Twenty thousand Muslims are said to live in the border region of Ciudad del Este, Paraguay, and Foz do Iguaçu, Brazil. When Prins arranged for a group of 10 local evangelical pastors and leaders to observe Friday noon prayers at the main mosque in Ciudad del Este, Mezquita del Este, they were pleasantly surprised by the warmth, openness, and interest with which Imam Fadi Aljafarawi received them.

“For many it was their first time inside this grand new mosque, and the first time they were identifying as Christian leaders among their Muslim neighbors,” said Prins.

In the Paraguayan capital Asunción, Prins’s Friday afternoon visit to the local Islamic center with five pastors, including two Mennonite leaders, was initially met with some hesitation from the imam.
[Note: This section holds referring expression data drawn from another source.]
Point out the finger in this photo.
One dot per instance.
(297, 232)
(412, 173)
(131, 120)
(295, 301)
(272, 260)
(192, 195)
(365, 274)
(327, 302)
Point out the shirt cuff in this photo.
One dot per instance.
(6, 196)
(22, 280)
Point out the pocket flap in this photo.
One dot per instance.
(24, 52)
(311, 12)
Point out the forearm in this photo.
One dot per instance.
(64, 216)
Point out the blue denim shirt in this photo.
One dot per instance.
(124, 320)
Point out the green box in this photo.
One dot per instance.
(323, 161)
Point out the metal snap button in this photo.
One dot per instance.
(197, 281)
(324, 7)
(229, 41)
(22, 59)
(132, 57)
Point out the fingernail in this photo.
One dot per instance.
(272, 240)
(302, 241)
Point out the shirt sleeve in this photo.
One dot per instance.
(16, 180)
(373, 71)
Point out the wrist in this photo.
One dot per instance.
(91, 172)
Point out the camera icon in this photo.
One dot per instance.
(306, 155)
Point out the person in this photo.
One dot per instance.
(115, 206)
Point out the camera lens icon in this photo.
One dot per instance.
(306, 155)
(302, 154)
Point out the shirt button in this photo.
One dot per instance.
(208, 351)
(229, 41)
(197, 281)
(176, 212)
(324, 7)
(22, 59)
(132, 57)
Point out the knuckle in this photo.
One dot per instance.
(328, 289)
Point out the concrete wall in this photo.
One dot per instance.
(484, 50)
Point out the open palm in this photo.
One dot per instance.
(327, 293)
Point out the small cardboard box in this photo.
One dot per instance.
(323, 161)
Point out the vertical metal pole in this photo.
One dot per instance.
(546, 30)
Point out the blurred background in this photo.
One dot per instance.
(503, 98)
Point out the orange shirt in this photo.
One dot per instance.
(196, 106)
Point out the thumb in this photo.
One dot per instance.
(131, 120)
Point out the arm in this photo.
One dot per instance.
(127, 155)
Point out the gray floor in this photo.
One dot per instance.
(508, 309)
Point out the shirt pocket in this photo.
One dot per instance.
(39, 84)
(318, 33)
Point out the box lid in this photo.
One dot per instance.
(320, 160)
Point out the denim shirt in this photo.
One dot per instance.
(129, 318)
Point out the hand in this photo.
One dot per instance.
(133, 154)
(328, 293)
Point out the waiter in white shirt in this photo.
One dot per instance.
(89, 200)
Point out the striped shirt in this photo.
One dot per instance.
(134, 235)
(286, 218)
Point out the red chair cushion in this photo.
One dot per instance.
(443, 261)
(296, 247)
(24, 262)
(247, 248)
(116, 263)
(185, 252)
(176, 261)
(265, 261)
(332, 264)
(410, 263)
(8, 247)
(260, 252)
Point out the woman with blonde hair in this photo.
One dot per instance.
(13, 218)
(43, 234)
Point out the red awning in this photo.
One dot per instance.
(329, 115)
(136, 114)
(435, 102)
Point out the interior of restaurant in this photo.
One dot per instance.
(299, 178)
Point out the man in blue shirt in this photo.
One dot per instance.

However, after an afternoon of friendly introductions and conversation, the imam invited the pastors to come back anytime.

“There are a lot of misconceptions between the two groups,” said Prins. “The church leaders who came with me were very surprised and encouraged that such meetings could take place.”

During his month-long trip, Prins also spent time in Latin American Christian circles advocating for peaceful Christian-Muslim relationships coupled with faithful Christian witness. In addition to serving as a Christian-Muslim relations trainer for over 100 participants in the Manarah Latino training, he spoke in a number of churches, appeared on Paraguayan Christian radio stations Obedira and ZP-30, and met with Uruguayan Member of Parliament Gerardo Amarilla.

Each venue was an opportunity to break down misunderstandings and present the possibility of peaceful Christian-Muslim relations marked by dialogue, Christian witness, peacemaking, and hospitality — the four pillars of the Christian/Muslim Relations Team’s approach to building life-giving relationships with Muslims.